Filed Under (Life Coaching & NLP) on 14-04-2010
Tagged Under : corporate NLP, NLP coach London UK, NLP coach Toronto, NLP corporate correspondence, NLP help clear corporate literature, NLP help corporations write clear literature, NLP language corporate documents, NLP language organizational correspondence, NLP legal documents, NLP prevent legalese, NLP writing clear letters, NLP written corporate communication, why we hate corporate documents, why we hate legalese
Simply because they’re confusing. And why are they confusing? Because they’re vague. And they’re vague because of the language used in them.
At times we think in words and concepts about the world [the dissociated (objective) perspective] rather than engage in direct interaction with the world around us [the associated (subjective) perspective]. To do this we use language that will represent our thoughts and ideas and refer to our sensory input. If the language we use is nonspecific and/or nonsensory, it is called digital language.
Digital language has at least three groups:
- euphemisms and obfuscations
Each group, society, and culture develops its specific language patterns and shorthand language = jargon. The function of jargon is:
- to allow easy communication of shared concepts and ideas
- to build group cohesion and rapport [through language matching]
- to give an indication of who is in the group and who is an outsider
As you learn about any subject you’ll gradually become familir with the terminology and jargon associated with it. The very name Neuro-Linguistic Programming is a perfect example of jargon of the field of NLP. And yes, NLP is the perfect example of another thing we do with jargon: three-letter abbreviations. We create TLAs as shortcuts for cumbersome word formations.
…are the next group of digital language. Nominalizations are nouns. A dynamic process happening over time has been transformed into a “thing” and become static. For example:
- to understand [verb] – understanding [noun]
- to relate [verb] – relationship [noun]
- to behave [verb] – behavior [noun]
- to communicate [verb] – communication [noun]
- to resolve [verb] – resolution [noun]
You may have concerns about your communication as there is some confusion about what precise manifestations of your behavior produce difficulties in your relationship.
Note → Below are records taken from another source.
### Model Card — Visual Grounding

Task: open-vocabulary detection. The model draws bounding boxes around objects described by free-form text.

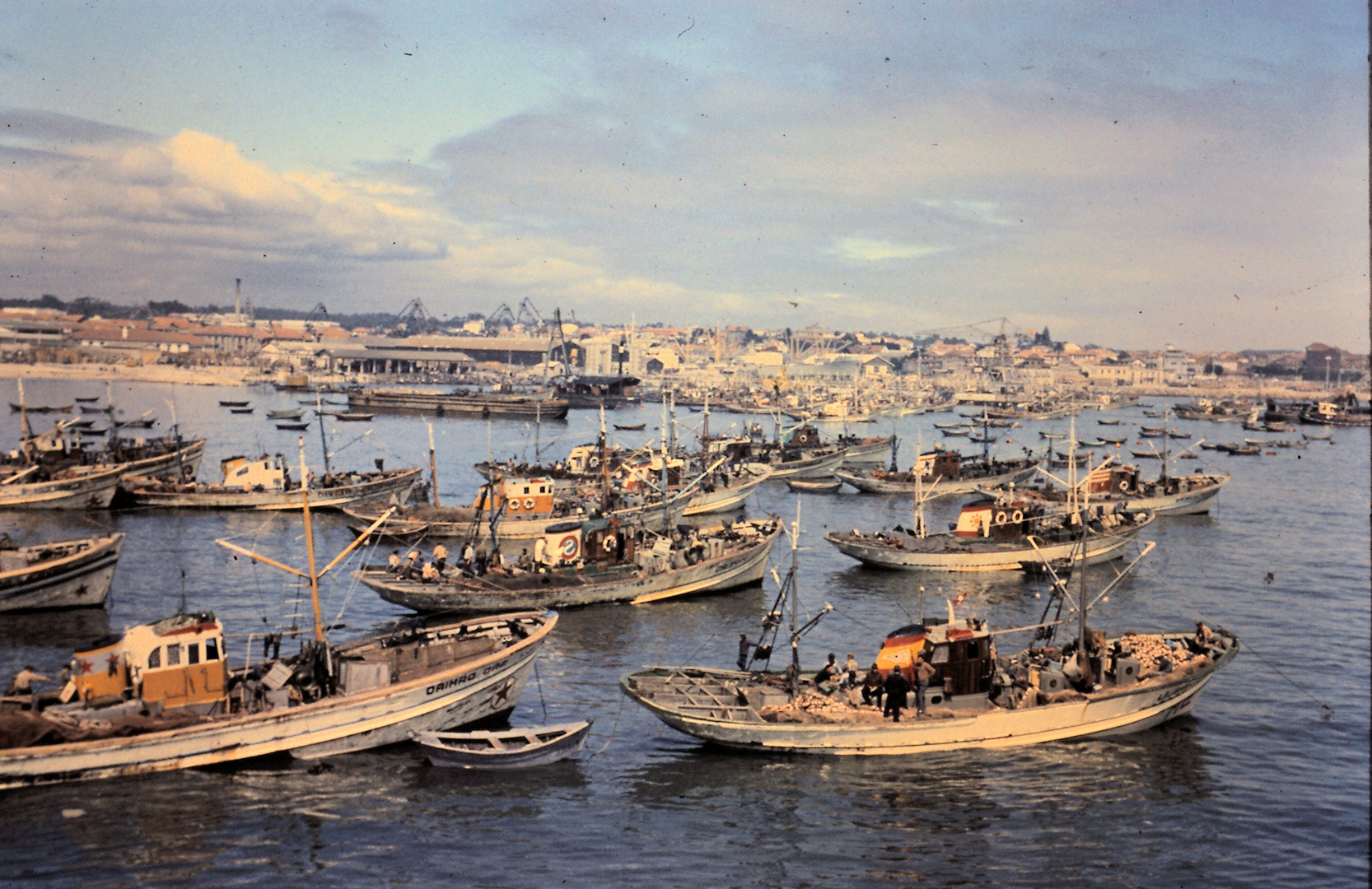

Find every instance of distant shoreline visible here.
[0,364,1356,403]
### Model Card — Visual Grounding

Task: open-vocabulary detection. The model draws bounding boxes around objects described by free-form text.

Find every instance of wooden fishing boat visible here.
[120,454,422,510]
[0,533,124,613]
[0,612,557,788]
[786,479,844,494]
[834,447,1038,496]
[620,527,1239,756]
[620,620,1239,756]
[352,519,781,613]
[0,465,125,509]
[824,498,1154,572]
[412,719,594,768]
[348,389,571,420]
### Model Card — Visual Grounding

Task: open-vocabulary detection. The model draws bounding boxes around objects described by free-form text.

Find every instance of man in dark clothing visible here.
[738,632,758,669]
[882,668,910,722]
[915,649,939,716]
[861,664,885,706]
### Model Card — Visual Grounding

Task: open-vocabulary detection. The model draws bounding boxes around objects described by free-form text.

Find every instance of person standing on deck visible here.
[915,649,939,716]
[738,632,758,669]
[881,667,910,722]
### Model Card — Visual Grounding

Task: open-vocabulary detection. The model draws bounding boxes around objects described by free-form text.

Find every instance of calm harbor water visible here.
[0,380,1372,887]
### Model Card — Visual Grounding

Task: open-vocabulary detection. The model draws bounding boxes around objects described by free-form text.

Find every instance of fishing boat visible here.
[352,519,781,613]
[0,482,557,788]
[620,524,1239,756]
[412,719,594,768]
[0,533,124,613]
[0,463,125,509]
[786,479,844,494]
[348,389,571,420]
[834,447,1038,496]
[120,454,424,510]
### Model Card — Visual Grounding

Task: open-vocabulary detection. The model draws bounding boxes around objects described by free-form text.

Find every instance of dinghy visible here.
[412,719,594,768]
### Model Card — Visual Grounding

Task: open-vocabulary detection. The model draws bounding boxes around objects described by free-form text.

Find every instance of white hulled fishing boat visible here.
[0,533,124,612]
[0,443,557,788]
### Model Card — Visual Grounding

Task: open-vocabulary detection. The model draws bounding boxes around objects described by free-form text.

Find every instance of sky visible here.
[0,0,1370,351]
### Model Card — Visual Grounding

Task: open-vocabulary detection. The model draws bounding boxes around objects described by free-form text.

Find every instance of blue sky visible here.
[0,2,1368,350]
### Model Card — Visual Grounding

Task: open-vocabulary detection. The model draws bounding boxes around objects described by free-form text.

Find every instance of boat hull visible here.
[834,467,1036,500]
[0,615,557,789]
[620,640,1239,756]
[0,467,125,509]
[354,528,781,613]
[347,389,571,420]
[0,533,124,613]
[129,467,424,510]
[824,524,1144,570]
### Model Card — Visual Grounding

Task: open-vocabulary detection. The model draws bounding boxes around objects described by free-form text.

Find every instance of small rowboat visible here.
[410,719,594,768]
[786,479,844,494]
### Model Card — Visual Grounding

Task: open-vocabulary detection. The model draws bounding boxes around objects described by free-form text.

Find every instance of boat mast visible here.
[422,420,441,506]
[600,402,609,514]
[315,389,332,475]
[791,496,800,698]
[663,395,672,539]
[1158,407,1172,482]
[301,435,324,642]
[15,380,33,463]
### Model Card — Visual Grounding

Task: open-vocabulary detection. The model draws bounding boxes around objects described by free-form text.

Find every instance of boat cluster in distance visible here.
[0,375,1368,786]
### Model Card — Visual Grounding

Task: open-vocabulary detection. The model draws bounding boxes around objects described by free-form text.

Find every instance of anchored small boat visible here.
[0,533,124,612]
[120,454,424,510]
[413,719,594,768]
[786,479,844,494]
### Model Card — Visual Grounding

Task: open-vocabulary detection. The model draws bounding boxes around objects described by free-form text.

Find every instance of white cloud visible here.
[828,237,952,262]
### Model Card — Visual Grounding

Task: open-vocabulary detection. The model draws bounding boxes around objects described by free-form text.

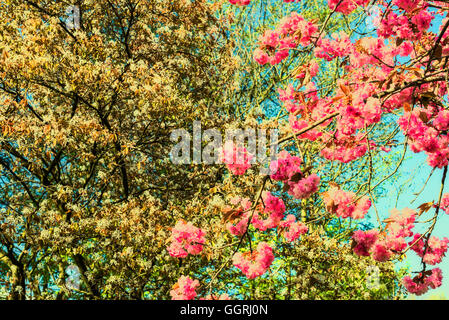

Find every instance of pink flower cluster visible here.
[402,268,443,296]
[251,191,285,231]
[270,150,320,199]
[398,108,449,168]
[279,214,309,242]
[327,0,370,14]
[409,233,449,265]
[170,276,200,300]
[229,0,251,6]
[440,193,449,214]
[232,242,274,279]
[353,208,416,262]
[321,132,371,163]
[377,4,435,40]
[323,187,371,219]
[168,220,206,258]
[220,141,253,175]
[253,12,318,65]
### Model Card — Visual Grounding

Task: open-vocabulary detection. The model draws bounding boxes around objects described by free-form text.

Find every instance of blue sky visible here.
[370,151,449,299]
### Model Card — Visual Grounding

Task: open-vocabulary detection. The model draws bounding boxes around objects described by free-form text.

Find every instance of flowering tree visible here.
[0,0,449,299]
[209,0,449,294]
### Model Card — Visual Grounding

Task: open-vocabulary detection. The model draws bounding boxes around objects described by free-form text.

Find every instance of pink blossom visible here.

The coming together of two personalities is often the cause of disagreements, especially if there’s little understanding of the concept of rapport. Although you have a willingness to create true mutuality at the level of personal openness, the actuality is not your preference. So in the interests of greater awareness the development of your abilities in the comprehension of linguistic structures will give you an increase in satisfaction in this area.
Sounds corporately familiar? Wait for the next group!
Euphemisms and Obfuscations
There is a common tendency to speak of unpleasant or embarrassing things in euphemisms. A euphemism loses its softening qualities over time and then takes on the original potency of what was being avoided [or obfuscated]. For example, the word ‘redundant’ is now common. Originally a euphemism it has now taken on the full impact and therefore other word formations are needed to soften the blow.
Why have I gone into the detail of this? To get back to the point of this article. To show you what many legal, financial, and other corporate documents are full of. Besides, they are written in an obscure way using many arcane words and archaic sentence structures. Attempts to cover every possibility [and the corporate ass] often lead to a mass of words which confuses the reader. And the fact that these documents are tremendously impersonal is another “fantastic” byproduct of digital language.
What can we do to improve written corporate communication?
- Use more sensory specific language.
- Cut back on jargon. You, the writer, know what your jargon describes. But your reader may not!
- Reduce using abbreviations. They exude impersonal aura.
- Use words that are short, sharp, and to the point instead of long polysyllabic ones of Latinate base.
- Use verbs rather than nouns where describing a process. Talk about how you can relate in future rather than about an ongoing relationship.
- Use active sentence constructions. Say we have observed that… rather than it has been observed that…
The obvious benefits are that people will be clearer on what they read. And as a positive byproduct once people are clearer on matters, there’re no misunderstandings, and corporate ass-covering will not need to be an [expensive] issue.